How it works: The authors fed ​​queries from existing software-engineering and math-problem datasets to open-source, multi-agent frameworks including AG2 (disclosure: Andrew Ng has a personal investment in AG2) and ChatDev, using GPT-4o as the LLM component. They collected all model and tool outputs for more than 150 failed attempts. Annotators classified failures of agent interaction, enabling the authors to build a taxonomy of multi-agent failure modes and revise the frameworks to address general categories of weakness.

  • The authors divided multi-agent system failures into three categories: poor specifications (including 5 subcategories such as agents losing track of their assigned roles and losing conversation history), inter-agent misalignment (6 subcategories that describe failures in coordination and communication such as withholding information or failing to ask for clarification), and poor task verification (3 subcategories such as ending a task without making sure the goal was achieved).
  • The authors modified AG2 and ChatDev. They improved prompts (for instance, adding a verification section that read, “Before presenting your final answer, please complete the following steps: …”) and redesigned the multi-agent structure (for example, reconfiguring agents’ roles from the duo of student and assistant to the trio of problem solver, coder, and verifier).
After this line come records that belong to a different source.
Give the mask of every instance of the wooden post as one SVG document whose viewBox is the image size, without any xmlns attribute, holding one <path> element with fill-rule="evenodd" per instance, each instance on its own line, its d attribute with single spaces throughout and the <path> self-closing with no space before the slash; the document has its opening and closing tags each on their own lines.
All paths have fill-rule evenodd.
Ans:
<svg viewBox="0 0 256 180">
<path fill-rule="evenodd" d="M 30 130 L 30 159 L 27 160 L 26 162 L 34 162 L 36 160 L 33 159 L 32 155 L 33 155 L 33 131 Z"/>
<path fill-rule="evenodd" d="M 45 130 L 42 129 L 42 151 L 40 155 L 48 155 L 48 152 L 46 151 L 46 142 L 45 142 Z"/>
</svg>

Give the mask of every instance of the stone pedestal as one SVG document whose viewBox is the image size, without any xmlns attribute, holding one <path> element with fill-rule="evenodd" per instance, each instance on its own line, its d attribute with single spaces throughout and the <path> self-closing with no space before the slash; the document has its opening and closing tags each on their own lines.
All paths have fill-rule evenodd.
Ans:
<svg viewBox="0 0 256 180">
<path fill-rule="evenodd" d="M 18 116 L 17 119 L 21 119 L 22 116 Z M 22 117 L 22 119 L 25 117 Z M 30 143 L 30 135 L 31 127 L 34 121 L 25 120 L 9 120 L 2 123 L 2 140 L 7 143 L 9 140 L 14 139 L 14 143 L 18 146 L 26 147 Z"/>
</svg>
Results: The authors tested versions of AG2 and ChatDev with and without their improvements. They used AG2 to solve math tasks in the GSM-Plus benchmark and ChatDev to solve programming tasks in HumanEval.

  • With improved prompts, AG2 achieved 89 percent accuracy. With improved structure, it achieved 88.8 percent accuracy. Without improvements, it achieved 84.3 percent accuracy.
  • ChatDev achieved 90.3 percent with better prompts and 91.5 percent accuracy with improved structure. It achieved 89.6 percent accuracy without improvements. 

Why it matters: Designing robust multi-agent systems requires more than good LLMs. It demands understanding how agents interact and where their interactions can go wrong. The authors’ taxonomy points toward systemic ways to diagnose and address failures, guiding developers toward multi-agent systems that prioritize collaboration over individual agents.

We’re thinking: By design, the author’s taxonomy doesn’t include a category for inefficient actions. For instance, one multi-agent system made 10 separate tool calls to retrieve 10 songs from Spotify, rather than retrieving all 10 songs at once. It’s a good bet that multi-agent systems will continue to improve.